Who the hell put that cable there?
February 23, 2006 7:16 AM   Subscribe

Does a utility company have the right to run a cable over my property to my neighbor's house?

Here's the scoop: A few days ago we noticed there was a new cable running from the utility pole in front of our house diagonally across our property to my neighbor's house. In total there is probably 100 feet of cable crossing our property in direct line of site between our windows and our lake view. Nobody asked permission to do this and we were never notified that it had occurred.

There's a number of reasons why we don't want it there, not only for esthetics, but for practical reasons, since our lot is sloped so the cable hangs low enough that if it was there last year our tree-cutter-downer-people wouldn't have been able to get their crane into the driveway.

We asked our neighbor and they told us the local cable TV company did it because the pole in front of their house "didn't have the proper hook-up." We don't want to be difficult neighbors but we'd like to have this cable moved so it doesn't cross our property. We don't blame the neighbors and we don't want them to be charged anything. We'd pay for it if we had to, but I think the cable company should do it on their own.

Before I call the cable company I'd like to know what my rights are in this situation.
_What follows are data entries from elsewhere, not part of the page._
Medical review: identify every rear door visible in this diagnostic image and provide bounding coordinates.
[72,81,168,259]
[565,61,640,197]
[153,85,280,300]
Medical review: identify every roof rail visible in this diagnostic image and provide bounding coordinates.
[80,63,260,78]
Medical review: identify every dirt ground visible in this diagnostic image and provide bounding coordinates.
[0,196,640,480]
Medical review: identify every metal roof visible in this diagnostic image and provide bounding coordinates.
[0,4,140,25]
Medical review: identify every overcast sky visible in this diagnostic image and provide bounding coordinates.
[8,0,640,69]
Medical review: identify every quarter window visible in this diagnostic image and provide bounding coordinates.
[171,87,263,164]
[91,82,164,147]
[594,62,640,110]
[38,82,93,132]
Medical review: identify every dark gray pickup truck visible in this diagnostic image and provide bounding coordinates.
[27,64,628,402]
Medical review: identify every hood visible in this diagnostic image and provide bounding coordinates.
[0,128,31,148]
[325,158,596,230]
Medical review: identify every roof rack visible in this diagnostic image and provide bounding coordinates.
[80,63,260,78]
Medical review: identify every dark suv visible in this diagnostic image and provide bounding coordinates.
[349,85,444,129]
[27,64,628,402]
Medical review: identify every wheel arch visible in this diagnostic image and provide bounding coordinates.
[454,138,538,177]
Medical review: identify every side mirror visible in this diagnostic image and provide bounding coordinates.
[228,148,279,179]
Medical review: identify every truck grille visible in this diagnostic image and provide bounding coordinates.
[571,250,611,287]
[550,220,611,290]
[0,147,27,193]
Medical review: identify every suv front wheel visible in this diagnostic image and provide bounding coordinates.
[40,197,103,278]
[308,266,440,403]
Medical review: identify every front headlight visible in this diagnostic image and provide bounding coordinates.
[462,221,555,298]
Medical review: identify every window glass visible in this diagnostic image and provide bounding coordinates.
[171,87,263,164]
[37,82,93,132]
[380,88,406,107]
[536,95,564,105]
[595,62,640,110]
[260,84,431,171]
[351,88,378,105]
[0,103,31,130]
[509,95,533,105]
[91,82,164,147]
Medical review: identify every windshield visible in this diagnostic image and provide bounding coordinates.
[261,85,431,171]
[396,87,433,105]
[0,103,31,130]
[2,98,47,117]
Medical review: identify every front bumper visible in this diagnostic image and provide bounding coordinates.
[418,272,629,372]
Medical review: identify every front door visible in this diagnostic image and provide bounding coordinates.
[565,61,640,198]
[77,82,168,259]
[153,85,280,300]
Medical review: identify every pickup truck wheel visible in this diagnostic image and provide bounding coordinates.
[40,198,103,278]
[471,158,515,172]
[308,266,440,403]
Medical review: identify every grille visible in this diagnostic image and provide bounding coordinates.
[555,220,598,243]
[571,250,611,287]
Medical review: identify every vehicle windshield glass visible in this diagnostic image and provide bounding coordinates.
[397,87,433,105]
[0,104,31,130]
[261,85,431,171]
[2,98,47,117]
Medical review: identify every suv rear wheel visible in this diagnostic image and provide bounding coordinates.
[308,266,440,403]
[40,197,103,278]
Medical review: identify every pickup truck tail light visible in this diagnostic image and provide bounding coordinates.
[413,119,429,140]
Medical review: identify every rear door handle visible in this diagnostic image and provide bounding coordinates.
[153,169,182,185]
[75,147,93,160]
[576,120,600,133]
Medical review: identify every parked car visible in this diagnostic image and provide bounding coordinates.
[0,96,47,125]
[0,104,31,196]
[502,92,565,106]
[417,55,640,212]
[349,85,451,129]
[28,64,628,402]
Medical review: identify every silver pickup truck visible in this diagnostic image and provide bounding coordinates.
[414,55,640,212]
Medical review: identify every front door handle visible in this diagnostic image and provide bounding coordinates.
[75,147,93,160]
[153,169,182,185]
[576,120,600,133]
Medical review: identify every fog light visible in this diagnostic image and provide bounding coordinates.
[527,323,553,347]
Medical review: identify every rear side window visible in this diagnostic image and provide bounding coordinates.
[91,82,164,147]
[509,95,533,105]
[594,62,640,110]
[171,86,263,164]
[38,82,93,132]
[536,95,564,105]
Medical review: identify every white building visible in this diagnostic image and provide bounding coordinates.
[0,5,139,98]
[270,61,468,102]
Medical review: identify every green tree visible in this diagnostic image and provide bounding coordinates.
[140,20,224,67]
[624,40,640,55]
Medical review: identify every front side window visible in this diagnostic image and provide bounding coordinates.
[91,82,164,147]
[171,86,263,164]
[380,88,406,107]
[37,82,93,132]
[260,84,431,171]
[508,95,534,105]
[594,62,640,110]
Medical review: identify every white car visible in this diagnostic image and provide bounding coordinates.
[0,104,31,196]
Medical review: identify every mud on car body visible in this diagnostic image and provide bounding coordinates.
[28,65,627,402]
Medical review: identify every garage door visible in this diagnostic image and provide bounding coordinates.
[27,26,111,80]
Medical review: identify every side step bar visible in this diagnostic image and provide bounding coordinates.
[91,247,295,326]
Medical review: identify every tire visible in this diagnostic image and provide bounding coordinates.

I know that you have no right to the airspace above your property, but where does the airspace begin? I live in Mass., if that matters.
posted by bondcliff to Law & Government (27 answers total)
 
This is so tangled up in local laws that no one could possibly give you an answer as to what your legal rights are.

Your best bet is to start calling the cable company and get them to "fix" it - to run the cable from the closest pole in front of the neighbor's house. They mostly use lowest-price bid contract installers, so they'll be familiar with an occasional shoddy job. Approach it from that angle, "you installed it wrongly", rather than "you violated my legal rights to blah-blah...".
posted by jellicle at 7:27 AM on February 23, 2006


I am guessing you have no rights whatsoever, those cables have to go over someone's property. Its one of those things you have to live with if you live on the grid.
posted by stormygrey at 7:31 AM on February 23, 2006


I'm not sure how much air space you own, but it's higher than the telephone pole that cable thingamajig is anchored on. However... I don't know what easements may be in place that allow for utilities to encroach on your air space.
posted by jerseygirl at 7:32 AM on February 23, 2006


I wouldn't bother with the legal rights analysis before you just call the cable company and complain. Cable companies are beholden to municipal governments -- your city or town government gives the cable co. permission to operate. Tell them that you are going to complain to the city/town. This should get them moving.

Your city/town government should have an office that supervises the cable company -- you can register your complaint there. If you have a local alderman or something similar, that would be a good place to complain also.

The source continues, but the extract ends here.